Tip of the Week
Heavy and No-Spin Pushes.
Coaching Subtleties and Attacking the Middle
After 42 years of playing and coaching I can pretty much analyze an opponent's weaknesses within a game, based both on what he does, but also on his strokes, stance, footwork, etc. If a shakehand player has long arms and tends to extend his arm when stroking, and so has a big gap between where they contact their forehand and backhand, I don't need to see the player react to an attack to the middle for me to know there's going to be a weakness there.
However, when coaching, you also have to know the player you are coaching to really be effective. Even if you watch a player for a time you can't always pick up on everything. It's not just what your player does, but what he doesn't do - and why. If he isn't playing into an opponent's weakness, is it because he hasn't seen the weakness, or because he can't effectively go after it, at least in some ways?

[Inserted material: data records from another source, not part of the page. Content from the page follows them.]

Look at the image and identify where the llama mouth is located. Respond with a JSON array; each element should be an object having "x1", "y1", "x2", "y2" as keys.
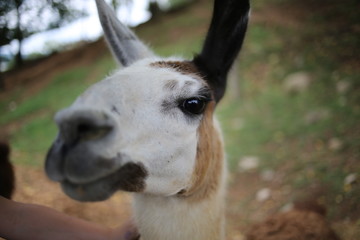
[{"x1": 61, "y1": 162, "x2": 148, "y2": 202}]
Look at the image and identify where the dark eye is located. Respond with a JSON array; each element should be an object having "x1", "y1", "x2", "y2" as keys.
[{"x1": 181, "y1": 98, "x2": 206, "y2": 115}]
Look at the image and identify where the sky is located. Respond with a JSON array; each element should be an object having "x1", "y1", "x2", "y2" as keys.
[{"x1": 1, "y1": 0, "x2": 150, "y2": 55}]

Here's an example. If I played someone who doesn't cover the middle well (the transition point between forehand and backhand, roughly the playing elbow), and a coach told me to open with my forehand loop to his middle, it wouldn't work. The coach saw the opponent's weakness, and (seemingly correctly) told me to attack it with my forehand. (I was a very aggressive forehand attacker.) But he has no way of knowing whether I could go after that weakness unless he really knew my game. He'd see me attacking the corners relentless with my forehand, and only attacking the middle with my backhand. So he'd tell me to attack the middle with my forehand - but he'd be making a mistake.